このプロトコルは、植物宿主を使用して、ヨコバイの唾液タンパク質およびヨコバイベクターによって放出される植物ウイルスタンパク質を検出する方法を示しています。

要約

昆虫ベクターは、農業上重要な多くの植物ウイルスを水平に感染させます。植物ウイルスの半分以上は、口の部分を刺す半翅目昆虫によって伝染します。ウイルス感染中、唾液ベクターウイルスと昆虫タンパク質が昆虫から植物宿主への植物の免疫応答を誘発または抑制するため、昆虫の唾液はウイルスベクター宿主を橋渡しします。唾液タンパク質の同定と機能解析は、アルボウイルスと宿主の相互作用の研究分野における新たな焦点となりつつあります。このプロトコルは、植物宿主を使用してヨコバイの唾液中のタンパク質を検出するシステムを提供します。ヨコバイベクターネフォ テティックス・シンクティセプス は、イネ矮性ウイルス(RDV)に感染した例として役立つ。ニテロゲニンと、 N. cincticeps の唾液によって媒介されたRDVの主要な外側キャプシドタンパク質P8は、 N. cincticeps が餌とするイネで同時に検出することができます。この方法は、昆虫の餌付け後に植物宿主に一過性に保持される唾液タンパク質の試験に適用できます。この検出システムは、半翅目 - ウイルス - 植物または半翅目 - 植物相互作用の研究に役立つと考えられている。

概要

根本的な問題であるアルボウイルスのベクター宿主感染様式は、生物科学の最前線にあります。
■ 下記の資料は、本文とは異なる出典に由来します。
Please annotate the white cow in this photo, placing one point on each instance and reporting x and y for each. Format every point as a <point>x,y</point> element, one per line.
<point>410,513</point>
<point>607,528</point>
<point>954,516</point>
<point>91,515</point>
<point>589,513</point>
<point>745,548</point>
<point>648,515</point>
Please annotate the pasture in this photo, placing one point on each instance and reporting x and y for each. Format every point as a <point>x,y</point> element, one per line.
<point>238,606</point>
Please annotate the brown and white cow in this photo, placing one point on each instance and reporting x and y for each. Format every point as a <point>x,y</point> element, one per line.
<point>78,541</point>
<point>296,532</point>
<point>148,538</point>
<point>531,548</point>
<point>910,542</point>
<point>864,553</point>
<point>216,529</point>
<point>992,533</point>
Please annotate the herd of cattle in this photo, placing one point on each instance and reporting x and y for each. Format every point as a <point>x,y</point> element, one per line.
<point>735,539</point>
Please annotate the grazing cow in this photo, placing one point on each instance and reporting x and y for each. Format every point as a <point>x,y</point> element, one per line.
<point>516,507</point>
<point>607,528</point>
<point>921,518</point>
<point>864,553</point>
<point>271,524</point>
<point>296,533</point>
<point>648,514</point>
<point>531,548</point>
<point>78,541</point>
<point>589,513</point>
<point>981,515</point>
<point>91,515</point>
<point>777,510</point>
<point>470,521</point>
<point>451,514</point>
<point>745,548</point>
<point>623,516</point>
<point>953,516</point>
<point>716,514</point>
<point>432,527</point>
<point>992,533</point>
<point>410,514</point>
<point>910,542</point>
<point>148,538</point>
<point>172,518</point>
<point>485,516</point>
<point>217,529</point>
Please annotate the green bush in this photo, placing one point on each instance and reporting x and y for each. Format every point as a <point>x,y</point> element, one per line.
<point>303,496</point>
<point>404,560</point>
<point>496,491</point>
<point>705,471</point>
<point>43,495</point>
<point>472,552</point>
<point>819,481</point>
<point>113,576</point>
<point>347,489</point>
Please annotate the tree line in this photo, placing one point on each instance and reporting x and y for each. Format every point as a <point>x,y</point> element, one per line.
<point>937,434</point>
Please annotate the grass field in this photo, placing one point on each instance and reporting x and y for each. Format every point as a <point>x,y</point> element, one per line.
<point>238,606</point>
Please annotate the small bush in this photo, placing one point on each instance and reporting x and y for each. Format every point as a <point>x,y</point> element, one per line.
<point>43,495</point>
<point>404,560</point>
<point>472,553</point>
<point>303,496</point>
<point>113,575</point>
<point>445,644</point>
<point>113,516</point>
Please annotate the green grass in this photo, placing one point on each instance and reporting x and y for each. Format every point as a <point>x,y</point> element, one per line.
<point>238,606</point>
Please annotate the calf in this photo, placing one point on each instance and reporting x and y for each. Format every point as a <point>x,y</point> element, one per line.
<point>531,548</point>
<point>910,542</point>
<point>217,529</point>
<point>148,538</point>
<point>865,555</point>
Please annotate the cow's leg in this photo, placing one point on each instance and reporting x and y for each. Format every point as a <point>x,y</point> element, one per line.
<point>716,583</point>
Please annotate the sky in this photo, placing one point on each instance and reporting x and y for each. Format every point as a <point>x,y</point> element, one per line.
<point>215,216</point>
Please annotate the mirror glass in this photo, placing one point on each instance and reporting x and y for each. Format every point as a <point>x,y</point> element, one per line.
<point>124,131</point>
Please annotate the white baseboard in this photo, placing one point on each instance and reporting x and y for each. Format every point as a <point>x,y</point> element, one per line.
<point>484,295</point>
農業上重要な多くの植物ウイルスは、昆虫媒介動物によって水平に伝染します1。植物ウイルスの半分以上は、アブラムシ、コナジラミ、ヨコバイ、ウンカ、アザミウマなどの半翅目昆虫によって媒介されています。これらの昆虫は、植物ウイルスを効率的に感染させることを可能にする明確な特徴を持っています1。彼らは穿孔吸引口器を持ち、師部と木部からの樹液を食べ、唾液を分泌します1,2,3,4技術の開発と改善に伴い、唾液成分の同定と機能分析は、集中的な研究の新たな焦点になりつつあります。唾液中の既知の唾液タンパク質には、ペクチネステラーゼ、セルラーゼ、ペルオキシダーゼ、アルカリホスファターゼ、ポリフェノールオキシダーゼ、スクラーゼなどの多数の酵素が含まれます5,6,7,8,9,10,11,12,13 .唾液中のタンパク質には、宿主防御応答を誘発し、それによって昆虫の性能を変化させるエリシター、および昆虫の適応度を高める宿主防御を抑制するエフェクターおよび宿主病理学的応答を誘導する成分も含まれる14,15,16,17。したがって、唾液タンパク質は昆虫と宿主の間のコミュニケーションに不可欠な物質です。ウイルスの伝染中、穿刺吸引ウイルス性の昆虫の唾液腺から分泌される唾液にもウイルスタンパク質が含まれています。ウイルス成分は唾液の流れを利用して昆虫から植物宿主に放出します。したがって、昆虫の唾液は、ウイルス-ベクター-宿主の三栄養相互作用を橋渡しします。ウイルス性昆虫が分泌する唾液タンパク質の生物学的機能を調査することは、ウイルス-ベクター-宿主の関係を理解するのに役立ちます。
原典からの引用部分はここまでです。